Intrauterine insemination (IUI) or artificial insemination (AI) refers to the injection of sperm into the uterine cavity through the cervix and above the cervical level at or around the time of ovulation to improve pregnancy chances. Artificial insemination is useful in cases of unexplained infertility, male factor infertility, ejaculation problems and for single or lesbian women desiring pregnancy.
In cases of male factor infertility where count or motility is low, IUI is an effective treatment option. Although not commonly used anymore, intracervical insemination (ICI) is also a treatment option for cases of unexplained or mild male factor infertility cases. This approach is no longer preferred because higher pregnancy rates can be accomplished with IUI treatment compared to ICI. In cases of failed treatments with IUI or severe male factor cases, in vitro fertilization (IVF) with or without Intracytoplasmic Sperm Injection (ICSI) is the preferred treatment option. This treatment type is collectively referred to as artificial insemination.

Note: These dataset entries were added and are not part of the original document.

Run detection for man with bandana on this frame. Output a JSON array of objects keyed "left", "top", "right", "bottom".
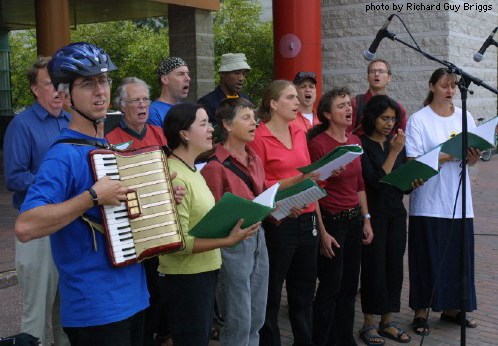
[{"left": 147, "top": 57, "right": 190, "bottom": 127}]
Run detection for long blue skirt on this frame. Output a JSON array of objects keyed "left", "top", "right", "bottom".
[{"left": 408, "top": 216, "right": 477, "bottom": 312}]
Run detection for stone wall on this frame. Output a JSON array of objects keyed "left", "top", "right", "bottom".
[
  {"left": 322, "top": 0, "right": 498, "bottom": 118},
  {"left": 168, "top": 5, "right": 215, "bottom": 101}
]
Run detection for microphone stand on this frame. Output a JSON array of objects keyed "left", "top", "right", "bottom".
[{"left": 378, "top": 30, "right": 498, "bottom": 346}]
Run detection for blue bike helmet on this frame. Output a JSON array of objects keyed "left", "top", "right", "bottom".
[{"left": 47, "top": 42, "right": 118, "bottom": 88}]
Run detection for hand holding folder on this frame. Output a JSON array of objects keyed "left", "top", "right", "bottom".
[
  {"left": 298, "top": 144, "right": 363, "bottom": 180},
  {"left": 441, "top": 117, "right": 498, "bottom": 159}
]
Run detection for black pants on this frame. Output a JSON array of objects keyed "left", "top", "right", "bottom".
[
  {"left": 143, "top": 257, "right": 169, "bottom": 346},
  {"left": 63, "top": 311, "right": 145, "bottom": 346},
  {"left": 313, "top": 214, "right": 363, "bottom": 346},
  {"left": 259, "top": 213, "right": 318, "bottom": 346},
  {"left": 361, "top": 214, "right": 407, "bottom": 315},
  {"left": 159, "top": 270, "right": 218, "bottom": 346}
]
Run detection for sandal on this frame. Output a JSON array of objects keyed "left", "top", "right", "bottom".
[
  {"left": 440, "top": 311, "right": 477, "bottom": 328},
  {"left": 412, "top": 317, "right": 431, "bottom": 336},
  {"left": 377, "top": 321, "right": 412, "bottom": 344},
  {"left": 360, "top": 326, "right": 384, "bottom": 346}
]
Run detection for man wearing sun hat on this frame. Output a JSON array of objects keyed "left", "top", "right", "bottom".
[
  {"left": 198, "top": 53, "right": 251, "bottom": 124},
  {"left": 147, "top": 57, "right": 190, "bottom": 128}
]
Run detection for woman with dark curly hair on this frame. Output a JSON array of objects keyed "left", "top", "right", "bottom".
[
  {"left": 360, "top": 95, "right": 411, "bottom": 345},
  {"left": 308, "top": 88, "right": 373, "bottom": 346}
]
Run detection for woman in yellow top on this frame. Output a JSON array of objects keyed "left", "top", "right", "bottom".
[{"left": 158, "top": 103, "right": 260, "bottom": 346}]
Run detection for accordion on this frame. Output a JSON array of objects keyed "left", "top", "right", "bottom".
[{"left": 90, "top": 146, "right": 184, "bottom": 267}]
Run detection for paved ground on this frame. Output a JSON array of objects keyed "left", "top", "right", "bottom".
[{"left": 0, "top": 153, "right": 498, "bottom": 346}]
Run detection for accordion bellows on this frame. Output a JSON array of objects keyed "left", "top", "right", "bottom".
[{"left": 90, "top": 146, "right": 184, "bottom": 266}]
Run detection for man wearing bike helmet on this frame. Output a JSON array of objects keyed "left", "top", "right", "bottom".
[{"left": 15, "top": 42, "right": 149, "bottom": 346}]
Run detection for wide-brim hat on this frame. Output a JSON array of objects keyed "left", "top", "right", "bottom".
[{"left": 218, "top": 53, "right": 251, "bottom": 72}]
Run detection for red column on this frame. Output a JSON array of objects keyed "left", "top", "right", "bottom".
[{"left": 273, "top": 0, "right": 322, "bottom": 98}]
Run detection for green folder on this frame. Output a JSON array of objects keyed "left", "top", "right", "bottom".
[
  {"left": 189, "top": 184, "right": 278, "bottom": 238},
  {"left": 379, "top": 146, "right": 441, "bottom": 191},
  {"left": 298, "top": 144, "right": 363, "bottom": 180},
  {"left": 441, "top": 117, "right": 498, "bottom": 159}
]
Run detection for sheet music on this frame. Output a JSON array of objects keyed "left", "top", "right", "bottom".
[
  {"left": 271, "top": 186, "right": 326, "bottom": 221},
  {"left": 252, "top": 183, "right": 280, "bottom": 208}
]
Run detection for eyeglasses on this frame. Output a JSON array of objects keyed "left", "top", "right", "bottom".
[
  {"left": 296, "top": 72, "right": 316, "bottom": 79},
  {"left": 73, "top": 78, "right": 112, "bottom": 90},
  {"left": 124, "top": 97, "right": 150, "bottom": 106},
  {"left": 380, "top": 117, "right": 398, "bottom": 124},
  {"left": 368, "top": 68, "right": 388, "bottom": 74}
]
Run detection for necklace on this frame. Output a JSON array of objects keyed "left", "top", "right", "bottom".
[{"left": 171, "top": 153, "right": 197, "bottom": 173}]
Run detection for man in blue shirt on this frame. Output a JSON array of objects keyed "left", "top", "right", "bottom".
[
  {"left": 15, "top": 42, "right": 149, "bottom": 346},
  {"left": 147, "top": 57, "right": 190, "bottom": 128},
  {"left": 4, "top": 57, "right": 70, "bottom": 345}
]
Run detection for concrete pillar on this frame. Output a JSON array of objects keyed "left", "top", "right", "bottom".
[
  {"left": 0, "top": 30, "right": 13, "bottom": 117},
  {"left": 35, "top": 0, "right": 71, "bottom": 56},
  {"left": 168, "top": 5, "right": 214, "bottom": 101}
]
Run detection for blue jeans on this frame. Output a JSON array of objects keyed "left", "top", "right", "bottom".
[
  {"left": 313, "top": 209, "right": 363, "bottom": 346},
  {"left": 216, "top": 227, "right": 269, "bottom": 346},
  {"left": 159, "top": 270, "right": 218, "bottom": 346},
  {"left": 259, "top": 213, "right": 318, "bottom": 346}
]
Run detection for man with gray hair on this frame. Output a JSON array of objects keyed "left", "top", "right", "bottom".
[
  {"left": 198, "top": 53, "right": 251, "bottom": 124},
  {"left": 147, "top": 57, "right": 190, "bottom": 128},
  {"left": 3, "top": 56, "right": 71, "bottom": 346},
  {"left": 105, "top": 77, "right": 166, "bottom": 149}
]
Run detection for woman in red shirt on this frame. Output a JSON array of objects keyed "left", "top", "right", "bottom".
[
  {"left": 250, "top": 80, "right": 323, "bottom": 345},
  {"left": 308, "top": 88, "right": 373, "bottom": 346},
  {"left": 201, "top": 97, "right": 268, "bottom": 345}
]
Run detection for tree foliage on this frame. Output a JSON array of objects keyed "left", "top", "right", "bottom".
[
  {"left": 213, "top": 0, "right": 273, "bottom": 101},
  {"left": 9, "top": 0, "right": 273, "bottom": 112},
  {"left": 9, "top": 30, "right": 36, "bottom": 113},
  {"left": 9, "top": 21, "right": 169, "bottom": 112}
]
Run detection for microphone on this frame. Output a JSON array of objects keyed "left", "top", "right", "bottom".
[
  {"left": 363, "top": 14, "right": 394, "bottom": 61},
  {"left": 474, "top": 26, "right": 498, "bottom": 62}
]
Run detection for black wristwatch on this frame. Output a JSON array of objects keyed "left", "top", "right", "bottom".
[{"left": 88, "top": 187, "right": 99, "bottom": 207}]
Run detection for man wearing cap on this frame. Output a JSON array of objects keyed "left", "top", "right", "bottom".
[
  {"left": 198, "top": 53, "right": 251, "bottom": 125},
  {"left": 3, "top": 56, "right": 71, "bottom": 346},
  {"left": 147, "top": 57, "right": 190, "bottom": 128},
  {"left": 347, "top": 59, "right": 407, "bottom": 137},
  {"left": 293, "top": 72, "right": 320, "bottom": 132}
]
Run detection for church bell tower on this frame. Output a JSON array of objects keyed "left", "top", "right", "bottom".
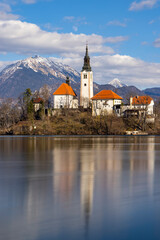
[{"left": 80, "top": 45, "right": 93, "bottom": 108}]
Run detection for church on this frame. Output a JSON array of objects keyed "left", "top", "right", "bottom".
[{"left": 53, "top": 45, "right": 122, "bottom": 116}]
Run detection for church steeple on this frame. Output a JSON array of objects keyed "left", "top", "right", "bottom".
[{"left": 82, "top": 44, "right": 92, "bottom": 72}]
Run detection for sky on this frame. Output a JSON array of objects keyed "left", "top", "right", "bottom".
[{"left": 0, "top": 0, "right": 160, "bottom": 89}]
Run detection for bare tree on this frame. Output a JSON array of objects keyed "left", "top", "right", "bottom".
[{"left": 39, "top": 84, "right": 50, "bottom": 107}]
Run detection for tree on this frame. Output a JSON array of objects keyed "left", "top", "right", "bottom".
[{"left": 39, "top": 84, "right": 50, "bottom": 108}]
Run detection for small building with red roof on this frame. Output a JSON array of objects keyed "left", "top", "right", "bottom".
[
  {"left": 92, "top": 90, "right": 123, "bottom": 116},
  {"left": 122, "top": 96, "right": 154, "bottom": 119},
  {"left": 53, "top": 77, "right": 78, "bottom": 109}
]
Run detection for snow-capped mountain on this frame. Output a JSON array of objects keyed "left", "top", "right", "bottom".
[
  {"left": 108, "top": 78, "right": 127, "bottom": 88},
  {"left": 0, "top": 56, "right": 80, "bottom": 98}
]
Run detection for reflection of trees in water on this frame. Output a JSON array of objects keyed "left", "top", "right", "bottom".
[{"left": 0, "top": 137, "right": 160, "bottom": 240}]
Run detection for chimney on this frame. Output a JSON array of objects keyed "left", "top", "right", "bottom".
[{"left": 66, "top": 76, "right": 70, "bottom": 86}]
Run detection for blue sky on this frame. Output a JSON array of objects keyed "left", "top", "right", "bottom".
[{"left": 0, "top": 0, "right": 160, "bottom": 88}]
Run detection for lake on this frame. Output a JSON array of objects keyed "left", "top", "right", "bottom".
[{"left": 0, "top": 136, "right": 160, "bottom": 240}]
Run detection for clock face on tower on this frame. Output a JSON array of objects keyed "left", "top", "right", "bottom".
[{"left": 80, "top": 46, "right": 93, "bottom": 108}]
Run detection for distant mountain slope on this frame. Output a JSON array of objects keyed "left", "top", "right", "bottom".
[
  {"left": 0, "top": 56, "right": 160, "bottom": 103},
  {"left": 108, "top": 78, "right": 127, "bottom": 88},
  {"left": 143, "top": 87, "right": 160, "bottom": 99},
  {"left": 0, "top": 56, "right": 80, "bottom": 98}
]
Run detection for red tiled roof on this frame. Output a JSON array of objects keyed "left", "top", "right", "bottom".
[
  {"left": 33, "top": 98, "right": 43, "bottom": 103},
  {"left": 92, "top": 90, "right": 123, "bottom": 100},
  {"left": 53, "top": 83, "right": 76, "bottom": 96},
  {"left": 132, "top": 96, "right": 153, "bottom": 105}
]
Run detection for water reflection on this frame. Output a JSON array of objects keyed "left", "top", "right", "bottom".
[{"left": 0, "top": 136, "right": 160, "bottom": 240}]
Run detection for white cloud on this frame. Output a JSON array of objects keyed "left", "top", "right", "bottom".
[
  {"left": 107, "top": 20, "right": 127, "bottom": 27},
  {"left": 153, "top": 38, "right": 160, "bottom": 48},
  {"left": 52, "top": 54, "right": 160, "bottom": 89},
  {"left": 63, "top": 16, "right": 75, "bottom": 22},
  {"left": 73, "top": 26, "right": 78, "bottom": 32},
  {"left": 129, "top": 0, "right": 159, "bottom": 11},
  {"left": 0, "top": 21, "right": 114, "bottom": 56},
  {"left": 22, "top": 0, "right": 36, "bottom": 4},
  {"left": 106, "top": 36, "right": 129, "bottom": 43},
  {"left": 0, "top": 61, "right": 13, "bottom": 71},
  {"left": 0, "top": 3, "right": 19, "bottom": 20},
  {"left": 0, "top": 20, "right": 160, "bottom": 87}
]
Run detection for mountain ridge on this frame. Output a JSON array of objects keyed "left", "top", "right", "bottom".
[{"left": 0, "top": 55, "right": 160, "bottom": 101}]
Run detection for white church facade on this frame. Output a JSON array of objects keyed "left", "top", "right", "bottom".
[
  {"left": 53, "top": 77, "right": 78, "bottom": 109},
  {"left": 80, "top": 45, "right": 93, "bottom": 108}
]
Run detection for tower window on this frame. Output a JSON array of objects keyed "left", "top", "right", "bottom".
[{"left": 83, "top": 74, "right": 87, "bottom": 79}]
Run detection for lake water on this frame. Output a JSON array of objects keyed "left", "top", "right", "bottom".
[{"left": 0, "top": 136, "right": 160, "bottom": 240}]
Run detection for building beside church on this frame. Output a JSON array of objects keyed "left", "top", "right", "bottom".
[
  {"left": 122, "top": 96, "right": 154, "bottom": 122},
  {"left": 92, "top": 90, "right": 123, "bottom": 116},
  {"left": 53, "top": 77, "right": 78, "bottom": 109},
  {"left": 33, "top": 97, "right": 44, "bottom": 112},
  {"left": 80, "top": 45, "right": 93, "bottom": 108}
]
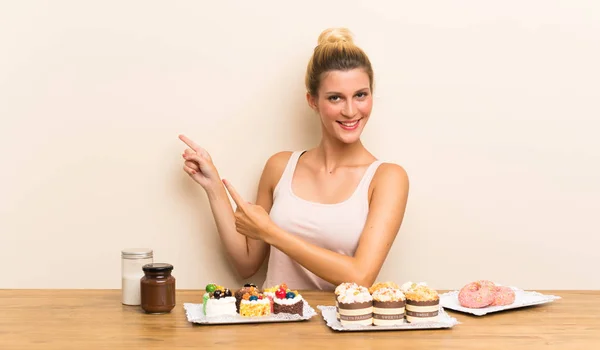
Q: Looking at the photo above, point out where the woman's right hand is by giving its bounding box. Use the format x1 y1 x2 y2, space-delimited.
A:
179 135 222 190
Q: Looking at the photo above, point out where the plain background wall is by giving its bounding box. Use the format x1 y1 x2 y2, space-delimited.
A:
0 0 600 289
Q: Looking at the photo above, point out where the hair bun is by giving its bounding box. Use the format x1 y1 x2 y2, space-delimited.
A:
319 28 354 45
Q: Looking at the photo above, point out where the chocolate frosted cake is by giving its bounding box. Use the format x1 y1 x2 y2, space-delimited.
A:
338 287 373 326
406 285 440 323
373 288 406 326
333 282 358 321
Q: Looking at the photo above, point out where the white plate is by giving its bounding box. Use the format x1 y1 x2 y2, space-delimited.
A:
183 300 317 325
440 287 560 316
317 305 459 332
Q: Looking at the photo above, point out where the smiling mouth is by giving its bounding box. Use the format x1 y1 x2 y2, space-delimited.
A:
336 118 362 130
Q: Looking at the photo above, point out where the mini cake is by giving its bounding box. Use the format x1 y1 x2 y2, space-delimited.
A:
240 292 271 317
263 283 288 312
337 286 373 326
373 288 406 326
400 281 427 294
202 283 236 317
234 283 258 313
333 282 358 321
273 287 304 316
404 285 440 323
369 282 400 295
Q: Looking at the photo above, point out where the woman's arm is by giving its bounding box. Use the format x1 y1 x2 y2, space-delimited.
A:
180 135 285 278
225 163 409 286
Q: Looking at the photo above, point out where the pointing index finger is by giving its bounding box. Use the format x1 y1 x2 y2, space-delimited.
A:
223 179 246 208
179 135 200 152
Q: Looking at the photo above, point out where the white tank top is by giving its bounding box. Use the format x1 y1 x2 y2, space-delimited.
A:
264 151 382 290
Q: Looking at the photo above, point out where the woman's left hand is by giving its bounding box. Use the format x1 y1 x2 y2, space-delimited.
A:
223 180 275 241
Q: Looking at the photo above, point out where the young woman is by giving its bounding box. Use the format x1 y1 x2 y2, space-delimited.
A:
180 28 409 290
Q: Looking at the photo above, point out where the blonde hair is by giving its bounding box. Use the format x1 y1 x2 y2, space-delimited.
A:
305 28 373 96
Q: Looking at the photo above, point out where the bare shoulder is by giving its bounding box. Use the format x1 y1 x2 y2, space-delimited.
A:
261 151 292 192
373 163 408 186
371 163 409 196
264 151 292 178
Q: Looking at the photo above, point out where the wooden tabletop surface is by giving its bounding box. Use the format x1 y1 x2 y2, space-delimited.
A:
0 290 600 350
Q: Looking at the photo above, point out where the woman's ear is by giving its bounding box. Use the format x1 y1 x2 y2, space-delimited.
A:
306 92 319 112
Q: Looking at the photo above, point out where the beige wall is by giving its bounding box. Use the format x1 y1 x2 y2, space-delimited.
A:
0 0 600 289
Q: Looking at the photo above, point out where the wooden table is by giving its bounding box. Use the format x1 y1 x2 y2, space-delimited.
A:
0 290 600 350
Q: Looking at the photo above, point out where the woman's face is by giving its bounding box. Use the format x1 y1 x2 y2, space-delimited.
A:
308 68 373 144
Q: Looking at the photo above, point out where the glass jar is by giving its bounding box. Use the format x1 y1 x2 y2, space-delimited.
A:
140 263 175 314
121 248 153 305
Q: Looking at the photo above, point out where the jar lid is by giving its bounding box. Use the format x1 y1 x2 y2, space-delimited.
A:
121 248 152 259
142 263 173 272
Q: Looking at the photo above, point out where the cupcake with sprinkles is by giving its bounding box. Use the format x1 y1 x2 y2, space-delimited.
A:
373 287 406 326
369 281 400 295
240 289 271 317
273 286 304 316
337 286 373 326
405 285 440 323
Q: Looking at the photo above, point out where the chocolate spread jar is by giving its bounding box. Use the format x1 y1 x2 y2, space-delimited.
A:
140 263 175 314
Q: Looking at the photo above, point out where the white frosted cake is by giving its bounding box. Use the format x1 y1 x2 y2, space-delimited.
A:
337 287 373 326
202 283 237 317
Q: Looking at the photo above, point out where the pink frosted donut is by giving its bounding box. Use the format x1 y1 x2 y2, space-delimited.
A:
458 281 496 309
491 287 515 306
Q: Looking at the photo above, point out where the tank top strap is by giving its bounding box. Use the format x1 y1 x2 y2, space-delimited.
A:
273 150 306 198
356 160 384 196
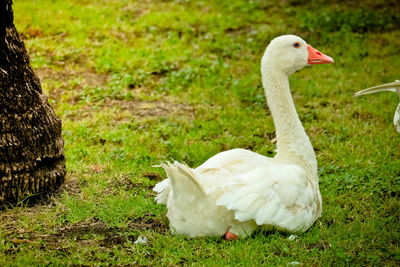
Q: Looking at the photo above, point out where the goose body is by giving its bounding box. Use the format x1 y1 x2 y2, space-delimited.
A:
154 35 333 239
354 80 400 133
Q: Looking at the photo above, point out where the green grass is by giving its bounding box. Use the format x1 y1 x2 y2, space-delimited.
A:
0 0 400 266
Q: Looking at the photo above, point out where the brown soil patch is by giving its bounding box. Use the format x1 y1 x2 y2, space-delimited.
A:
5 215 168 253
35 67 111 102
101 99 195 118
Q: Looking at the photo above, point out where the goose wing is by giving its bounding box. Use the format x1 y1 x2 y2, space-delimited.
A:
200 162 317 231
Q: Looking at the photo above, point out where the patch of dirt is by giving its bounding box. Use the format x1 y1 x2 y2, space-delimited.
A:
5 215 168 253
101 99 196 118
35 67 111 103
55 174 81 196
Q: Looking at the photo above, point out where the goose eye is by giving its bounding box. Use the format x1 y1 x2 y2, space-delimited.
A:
293 42 300 48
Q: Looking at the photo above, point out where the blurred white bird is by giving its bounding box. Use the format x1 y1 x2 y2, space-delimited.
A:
354 80 400 133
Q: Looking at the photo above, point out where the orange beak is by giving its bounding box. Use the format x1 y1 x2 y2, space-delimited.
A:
307 45 333 64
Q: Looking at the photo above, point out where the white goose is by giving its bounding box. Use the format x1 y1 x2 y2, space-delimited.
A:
154 35 333 240
354 80 400 133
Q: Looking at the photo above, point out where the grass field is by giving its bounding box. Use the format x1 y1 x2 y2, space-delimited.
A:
0 0 400 266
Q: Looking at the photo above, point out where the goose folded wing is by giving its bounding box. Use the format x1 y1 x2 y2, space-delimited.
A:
216 164 316 231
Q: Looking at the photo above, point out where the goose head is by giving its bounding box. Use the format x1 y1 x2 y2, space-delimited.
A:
261 35 333 75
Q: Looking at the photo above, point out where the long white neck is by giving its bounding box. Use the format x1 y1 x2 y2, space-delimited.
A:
262 66 317 174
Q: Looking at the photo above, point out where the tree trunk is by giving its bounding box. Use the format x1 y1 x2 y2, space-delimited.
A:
0 0 65 204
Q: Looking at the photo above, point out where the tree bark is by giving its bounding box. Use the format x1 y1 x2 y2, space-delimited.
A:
0 0 65 204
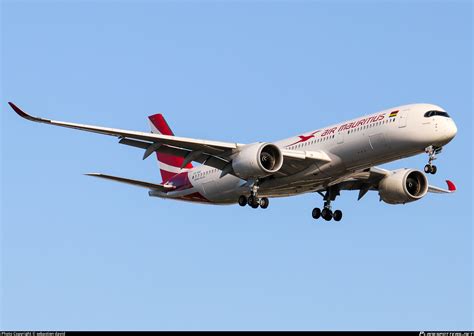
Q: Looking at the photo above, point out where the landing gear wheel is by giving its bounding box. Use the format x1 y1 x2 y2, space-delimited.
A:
332 210 342 222
321 208 332 221
312 208 321 219
260 197 270 209
247 196 260 209
247 196 255 206
239 195 247 206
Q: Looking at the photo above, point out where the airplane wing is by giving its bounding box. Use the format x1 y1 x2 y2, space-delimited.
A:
85 173 174 192
8 102 331 176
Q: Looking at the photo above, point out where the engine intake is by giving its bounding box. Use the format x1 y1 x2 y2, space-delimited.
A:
379 169 428 204
232 143 283 179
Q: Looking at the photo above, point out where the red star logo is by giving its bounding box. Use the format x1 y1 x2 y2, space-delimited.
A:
286 130 319 147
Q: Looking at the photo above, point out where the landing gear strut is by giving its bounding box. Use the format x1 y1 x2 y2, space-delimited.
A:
239 180 270 209
425 146 443 174
312 188 342 222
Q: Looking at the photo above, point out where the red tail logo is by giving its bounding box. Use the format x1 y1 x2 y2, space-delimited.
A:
148 114 193 182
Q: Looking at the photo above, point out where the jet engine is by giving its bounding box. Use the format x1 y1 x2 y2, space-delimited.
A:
379 169 428 204
232 143 283 179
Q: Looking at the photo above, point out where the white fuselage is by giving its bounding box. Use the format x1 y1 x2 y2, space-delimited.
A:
158 104 457 204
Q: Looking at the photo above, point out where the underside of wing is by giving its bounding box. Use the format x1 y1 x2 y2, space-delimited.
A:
85 173 174 192
8 102 239 160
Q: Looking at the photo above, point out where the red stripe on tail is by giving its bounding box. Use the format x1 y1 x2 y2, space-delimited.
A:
148 114 193 182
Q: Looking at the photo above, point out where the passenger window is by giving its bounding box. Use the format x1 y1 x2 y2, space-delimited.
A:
425 110 449 118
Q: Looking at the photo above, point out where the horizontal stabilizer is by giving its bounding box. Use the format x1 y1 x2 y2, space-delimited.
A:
85 173 174 192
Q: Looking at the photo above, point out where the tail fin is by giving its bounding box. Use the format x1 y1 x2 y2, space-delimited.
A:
148 114 193 182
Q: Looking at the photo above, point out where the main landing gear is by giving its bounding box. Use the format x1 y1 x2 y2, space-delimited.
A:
425 146 443 174
312 188 342 222
239 181 270 209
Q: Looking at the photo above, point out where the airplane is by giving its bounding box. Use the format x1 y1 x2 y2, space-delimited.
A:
9 102 457 221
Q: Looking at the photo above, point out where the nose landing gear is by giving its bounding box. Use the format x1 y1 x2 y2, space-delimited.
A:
312 188 342 222
239 181 270 209
424 146 443 174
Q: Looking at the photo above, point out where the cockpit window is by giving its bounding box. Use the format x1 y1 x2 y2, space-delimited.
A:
425 110 449 118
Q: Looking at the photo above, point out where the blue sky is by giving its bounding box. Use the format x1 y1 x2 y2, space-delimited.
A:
0 1 473 330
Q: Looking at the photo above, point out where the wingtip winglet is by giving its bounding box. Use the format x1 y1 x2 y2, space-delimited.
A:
8 102 35 120
446 180 456 192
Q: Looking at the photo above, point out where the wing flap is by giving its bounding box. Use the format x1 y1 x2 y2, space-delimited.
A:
85 173 174 192
8 102 239 155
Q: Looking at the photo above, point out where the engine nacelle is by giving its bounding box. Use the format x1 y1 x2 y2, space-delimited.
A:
232 143 283 179
379 169 428 204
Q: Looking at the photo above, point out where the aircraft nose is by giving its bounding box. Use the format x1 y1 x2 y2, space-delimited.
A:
446 119 458 140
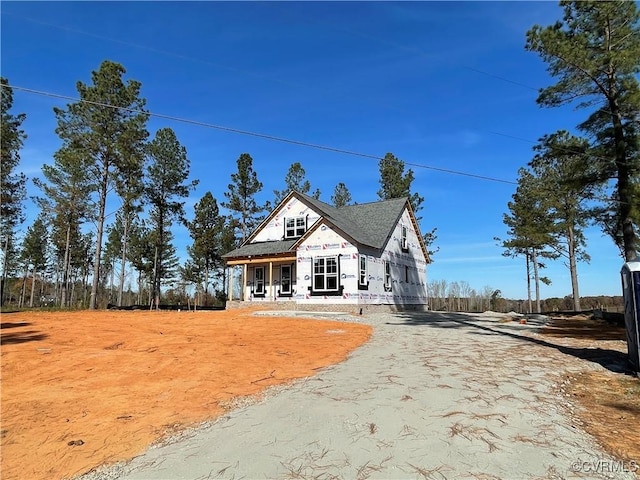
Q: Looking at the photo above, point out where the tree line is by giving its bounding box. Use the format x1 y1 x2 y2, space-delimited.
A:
0 60 436 309
496 1 640 312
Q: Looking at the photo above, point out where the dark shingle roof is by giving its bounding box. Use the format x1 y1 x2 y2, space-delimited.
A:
223 192 407 258
222 240 297 258
300 195 407 249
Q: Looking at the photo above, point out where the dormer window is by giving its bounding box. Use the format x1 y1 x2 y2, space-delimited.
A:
400 225 409 252
284 217 307 238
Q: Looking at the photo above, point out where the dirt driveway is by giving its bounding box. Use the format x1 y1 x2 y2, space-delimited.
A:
0 310 371 480
77 313 637 480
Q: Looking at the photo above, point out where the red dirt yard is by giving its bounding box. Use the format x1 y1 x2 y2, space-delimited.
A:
0 310 372 480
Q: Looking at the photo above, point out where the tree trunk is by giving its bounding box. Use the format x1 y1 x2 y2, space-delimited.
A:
18 265 29 308
118 215 130 307
60 221 71 308
29 266 36 308
567 225 581 312
525 253 533 313
531 249 541 313
89 158 109 310
149 244 160 310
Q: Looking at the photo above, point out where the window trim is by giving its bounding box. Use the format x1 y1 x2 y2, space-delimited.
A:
400 224 409 252
384 260 392 292
284 215 307 239
309 255 344 296
251 267 267 297
358 254 369 290
278 264 293 297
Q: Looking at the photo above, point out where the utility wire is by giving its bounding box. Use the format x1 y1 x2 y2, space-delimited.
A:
1 5 624 161
2 85 518 185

Artificial insemination procedures involves collection of sperm in the doctor’s office followed by sperm washing in the embryology laboratory with sterile culture media (solution) containing antibiotics to eliminate any bacteria, debris, prostaglandins and proteins from the sperm. Following this washing step, sperm swim-up technique is commonly used to obtain the motile (actively moving forward) sperm for injection into the uterus. The artificial insemination procedure is relatively painless and involves placement of the speculum into the vagina to visualize the cervix, followed by introducing a sterile IUI catheter through the cervix and into the uterine cavity with injection of sperm. Patients are generally advised to rest for 10-15 minutes and can then resume regular activities. Progesterone supplementation is generally started following IUI and continued until the end of the first three months or a negative pregnancy test in two weeks.
Success rates are higher in the presence of normal sperm parameters and lower depending on the severity of the sperm count, motility and morphology (appearance of sperm - ≥14% is considered normal). In cases of low morphology, IVF-ICSI becomes a better option with higher pregnancy rates.
Artificial insemination can be combined with clomiphene citrate (Clomid) treatment or injectible gonadotropins (Gonal F, Follistim, Menopur, Repronex, Bravelle) and typically doubles the pregnancy rates compared to cycles in which medications are used alone with timed intercourse. IUI is typically performed the next day following spontaneous ovulation detected by ovulation predictor kits (OPK) and in some cases repeated in 24 hours. When ovulation is triggered by HCG injection, IUI is typically done 34-42 hours following the injection. Single or double inseminations result in similar pregnancy rates in cases of timed ovulation with HCG injections. However, if ovulation is spontaneous or sperm count is low, repeat insemination can be useful and recommended in most cases. Although there is no set limit on the number of insemination cycles that a couple can undergo, 3-4 cycles of treatment can be continued until moving on to a more aggressive treatment option such as IVF. In some cases, this duration may be shorter depending on additional factors such as low ovarian reserve, low sperm count, motility and morphology or poor response to treatment.